Alpha—the excess return a money manager can generate, above and beyond the return due to general market effects—is an elusive beast.
It’s defined in opposition to beta, which reflects an investment’s tendency to respond to swings in the market. If your stock has a beta of 1, for example, it tends to move much as the market does. If the market rises 10 percent, and the stock goes up 10 percent (just as expected), how much credit should a manager get?
Searching for alpha
One of the quests of academia has been to explain, as much as possible, the sources of returns. Increasingly, alpha has been redefined as beta exposure to some newly analyzed factor. Value, growth, momentum, size, and many others have been spreadsheeted and published; as more and more factors are included, alpha gets smaller and smaller.
When you move from theory to practice, though, the notion of alpha is very much alive. In fact, it’s the foundation of active management. Anything that’s not a pure index fund is based on the premise that managers can add value—that they can be smarter than the market.

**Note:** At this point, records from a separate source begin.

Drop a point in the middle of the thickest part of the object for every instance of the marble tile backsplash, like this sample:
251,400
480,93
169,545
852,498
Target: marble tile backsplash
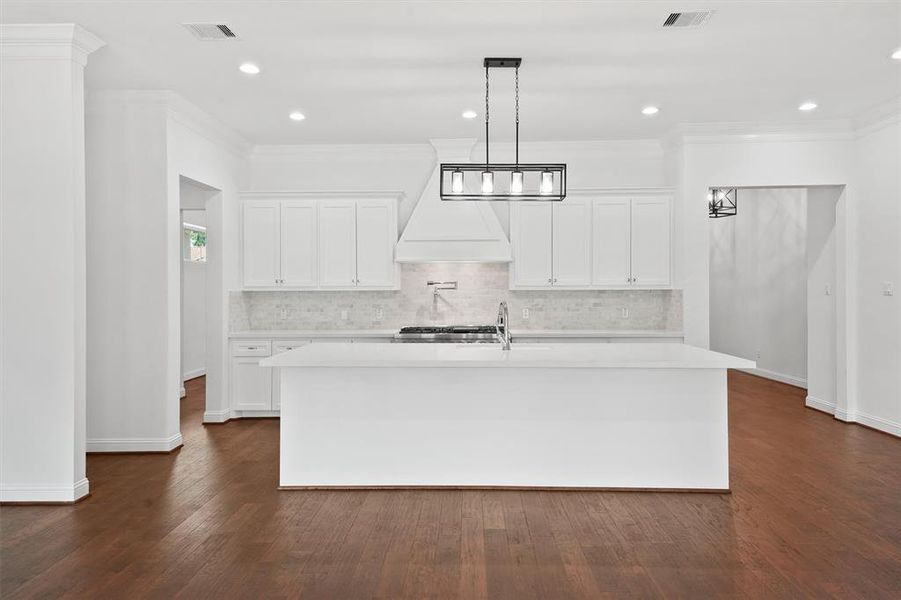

A couple of articles in yesterday’s Wall Street Journal offered different perspectives on this:
- On the front page was "Mutual-Fund King Bill Miller Makes a Comeback," a profile of the legendary stock picker, whose streak of beating the S&P 500 was unparalleled until he “destroyed his reputation in the financial crisis.” In the past three years, though, his fortunes seem to have changed.
- Meanwhile, "Stock Pickers Have Tough Time in 2014" reported that more actively managed mutual funds are trailing the indices than in any year since 2011. For large-cap funds, this is the second worst year since 2004, and the story is similar for many other categories.
So, on one hand, you have a proven stock picker who collapsed in the crisis but has since remade himself. On the other, there’s the fact that most active managers simply aren’t doing it this year. What’s going on here?
Why active managers are underperforming
Investment firms, naturally, have good reasons to explain any underperformance. And, to be fair, one year isn’t the appropriate time frame to judge a manager, as random chance will dominate performance over periods of less than about five years.
Similarly, with the indices performing so strongly over the past two years, any properly diversified portfolio might well have underperformed. Finally, when you build in trading costs and fees, the managers are operating with a handicap compared with the indices.
Is there a happy medium?
That last point alone—trading costs and fees—can explain much of the underperformance. What investors need is a way to take advantage of an index’s lower fees and trading costs, while adding some kind of proven factor exposure to their portfolios in an attempt to generate alpha.
The key to this type of investment is how the index is defined. Most commonly reported indices are based on capitalization-weighted pricing. In other words, as a stock’s price rises, it counts for more in the index, so the highest-priced stocks have the most weight.
Some of the most consistent sources of alpha, in my opinion, have been products that use non-capitalization-weighted indices. By using a product based on an index, you get broad exposure and low costs, but by taking different exposures, you open yourself to the possibility of outperforming the usual indices.